Am Wochenende vergab die Vereinigung der Drehbuchautoren ihre Preise – und zeichnete dabei keines der acht Werke aus, die bei den Oscars am kommenden Wochenende um den Goldjungen für den besten Film konkurrieren. Der Preis für das beste adaptierte Drehbuch ging vielmehr an „Can You Ever Forgive Me?“, für das beste originale Drehbuch wurde die Indie-Sensation „Eighth Grade“ gekürt, die zur Verwunderung vieler Insider (und auch des Autors dieser Zeilen) bei den Academy-Award-Nominierungen komplett übergangen wurde. Das ist noch einmal besonders, weil zum ersten Mal seit „Bowling For Columbine“ vor 16 Jahren die Autoren damit einen Film auszeichnen, der in ihrer Sparte bei den Oscars nicht einmal nominiert wurde.

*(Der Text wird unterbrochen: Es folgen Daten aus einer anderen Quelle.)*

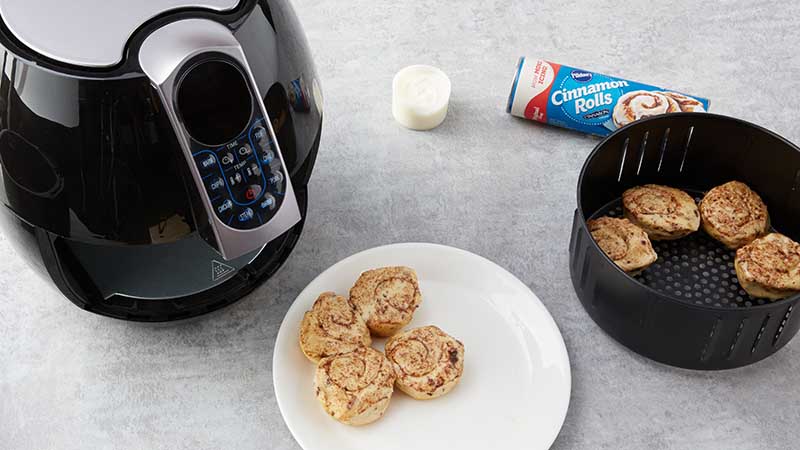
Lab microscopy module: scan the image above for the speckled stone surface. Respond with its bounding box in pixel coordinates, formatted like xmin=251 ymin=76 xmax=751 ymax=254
xmin=0 ymin=0 xmax=800 ymax=450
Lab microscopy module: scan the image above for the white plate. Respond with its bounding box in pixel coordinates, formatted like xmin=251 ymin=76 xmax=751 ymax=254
xmin=272 ymin=244 xmax=571 ymax=450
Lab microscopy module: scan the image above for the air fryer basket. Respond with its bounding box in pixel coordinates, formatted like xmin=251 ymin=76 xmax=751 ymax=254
xmin=569 ymin=113 xmax=800 ymax=369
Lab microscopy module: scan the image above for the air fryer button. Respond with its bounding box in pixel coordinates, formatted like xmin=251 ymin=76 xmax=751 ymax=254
xmin=194 ymin=152 xmax=218 ymax=175
xmin=253 ymin=125 xmax=269 ymax=148
xmin=258 ymin=194 xmax=276 ymax=211
xmin=217 ymin=149 xmax=236 ymax=170
xmin=206 ymin=176 xmax=225 ymax=193
xmin=244 ymin=184 xmax=262 ymax=202
xmin=225 ymin=172 xmax=244 ymax=189
xmin=267 ymin=171 xmax=283 ymax=187
xmin=247 ymin=162 xmax=261 ymax=177
xmin=236 ymin=144 xmax=253 ymax=159
xmin=214 ymin=199 xmax=233 ymax=218
xmin=236 ymin=208 xmax=255 ymax=224
xmin=261 ymin=149 xmax=275 ymax=164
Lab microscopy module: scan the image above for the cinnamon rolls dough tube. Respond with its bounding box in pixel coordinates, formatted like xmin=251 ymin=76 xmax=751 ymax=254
xmin=300 ymin=292 xmax=372 ymax=363
xmin=350 ymin=267 xmax=422 ymax=337
xmin=386 ymin=326 xmax=464 ymax=400
xmin=507 ymin=57 xmax=709 ymax=136
xmin=314 ymin=347 xmax=395 ymax=425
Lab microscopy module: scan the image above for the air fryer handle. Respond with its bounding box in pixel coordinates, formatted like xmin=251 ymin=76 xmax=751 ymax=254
xmin=139 ymin=19 xmax=301 ymax=260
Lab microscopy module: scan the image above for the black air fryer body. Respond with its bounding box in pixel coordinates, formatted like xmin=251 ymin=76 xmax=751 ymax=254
xmin=0 ymin=0 xmax=322 ymax=321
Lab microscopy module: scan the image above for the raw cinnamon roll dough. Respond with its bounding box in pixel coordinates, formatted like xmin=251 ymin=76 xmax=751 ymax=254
xmin=386 ymin=326 xmax=464 ymax=400
xmin=622 ymin=184 xmax=700 ymax=240
xmin=700 ymin=181 xmax=769 ymax=249
xmin=586 ymin=217 xmax=658 ymax=273
xmin=735 ymin=233 xmax=800 ymax=300
xmin=612 ymin=91 xmax=681 ymax=128
xmin=350 ymin=267 xmax=422 ymax=337
xmin=300 ymin=292 xmax=372 ymax=363
xmin=314 ymin=347 xmax=395 ymax=425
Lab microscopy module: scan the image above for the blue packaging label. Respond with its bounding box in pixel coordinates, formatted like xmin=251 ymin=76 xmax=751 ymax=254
xmin=508 ymin=58 xmax=709 ymax=136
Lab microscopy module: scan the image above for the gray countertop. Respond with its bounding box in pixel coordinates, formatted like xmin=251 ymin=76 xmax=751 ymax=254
xmin=0 ymin=0 xmax=800 ymax=450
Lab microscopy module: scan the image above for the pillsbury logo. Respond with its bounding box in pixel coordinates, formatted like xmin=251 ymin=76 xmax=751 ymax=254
xmin=569 ymin=69 xmax=593 ymax=83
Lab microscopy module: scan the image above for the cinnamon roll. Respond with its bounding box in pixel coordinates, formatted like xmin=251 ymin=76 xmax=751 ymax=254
xmin=386 ymin=326 xmax=464 ymax=400
xmin=700 ymin=181 xmax=769 ymax=249
xmin=314 ymin=347 xmax=395 ymax=425
xmin=622 ymin=184 xmax=700 ymax=240
xmin=735 ymin=233 xmax=800 ymax=300
xmin=300 ymin=292 xmax=372 ymax=363
xmin=350 ymin=267 xmax=422 ymax=337
xmin=612 ymin=91 xmax=681 ymax=128
xmin=659 ymin=92 xmax=706 ymax=112
xmin=587 ymin=217 xmax=658 ymax=273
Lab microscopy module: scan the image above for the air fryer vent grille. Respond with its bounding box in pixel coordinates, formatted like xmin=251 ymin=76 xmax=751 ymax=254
xmin=593 ymin=197 xmax=769 ymax=308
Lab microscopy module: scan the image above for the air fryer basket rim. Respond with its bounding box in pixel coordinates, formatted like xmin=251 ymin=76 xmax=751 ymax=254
xmin=577 ymin=112 xmax=800 ymax=312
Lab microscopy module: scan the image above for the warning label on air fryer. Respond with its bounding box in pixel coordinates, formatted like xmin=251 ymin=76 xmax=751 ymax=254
xmin=211 ymin=259 xmax=236 ymax=281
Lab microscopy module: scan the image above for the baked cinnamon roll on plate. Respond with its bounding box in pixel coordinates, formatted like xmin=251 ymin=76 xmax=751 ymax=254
xmin=272 ymin=244 xmax=571 ymax=450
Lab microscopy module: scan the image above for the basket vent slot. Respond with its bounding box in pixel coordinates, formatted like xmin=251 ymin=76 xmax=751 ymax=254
xmin=636 ymin=131 xmax=650 ymax=176
xmin=656 ymin=128 xmax=669 ymax=173
xmin=725 ymin=319 xmax=747 ymax=359
xmin=678 ymin=126 xmax=694 ymax=172
xmin=700 ymin=317 xmax=722 ymax=361
xmin=750 ymin=314 xmax=770 ymax=353
xmin=617 ymin=137 xmax=631 ymax=183
xmin=772 ymin=305 xmax=794 ymax=346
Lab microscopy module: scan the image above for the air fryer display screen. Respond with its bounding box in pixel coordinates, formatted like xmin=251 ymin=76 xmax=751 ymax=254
xmin=177 ymin=60 xmax=252 ymax=146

Vor allem wurde mit diesen beiden Preisen aber eine historische Marke aufgestellt: Zum ersten Mal in der Geschichte der Oscars überhaupt haben all die verschiedenen Einzelsparten komplett unterschiedliche Filme gekürt, wie Variety berichtet. Warum das so bemerkenswert ist: Auch wenn die Einzelsparten bei ihren Preisen eigentlich nur die Leistungen in ihrem Feld auszeichnen sollen, konnte man in der Vergangenheit daraus ganz gut ableiten, was die einzelnen Gruppen auch bei den Oscars wählen würden.
6 Preise für 8 Filme
Doch dieses Jahr ist das überhaupt nicht möglich. Die Regisseure zeichneten so Alfonso Cuarón und damit „Roma“ aus. Für die Produzenten, die als einzige der Sparte wirklich auch den besten Film wählen, ist dies dagegen „Green Book“. Die Schauspieler gaben „Black Panther“ – wenig überraschend – den Preis für das Beste Ensemble, der gerne als Synonym für die fehlende Filmkategorie beim dortigen Preis genutzt wird. Die Cutter zeichneten derweil „Bohemian Rhapsody“ (Drama) und „The Favourite“ (Komödie) aus. Die Kameramänner kürten unterdessen „Cold War“, der bei den Oscars aber nicht in der Königskategorie „Bester Film“ im Rennen ist. Die sechs größten (und einflussreichsten) Gruppen innerhalb der Academy zeichneten also acht verschiedene Filme aus.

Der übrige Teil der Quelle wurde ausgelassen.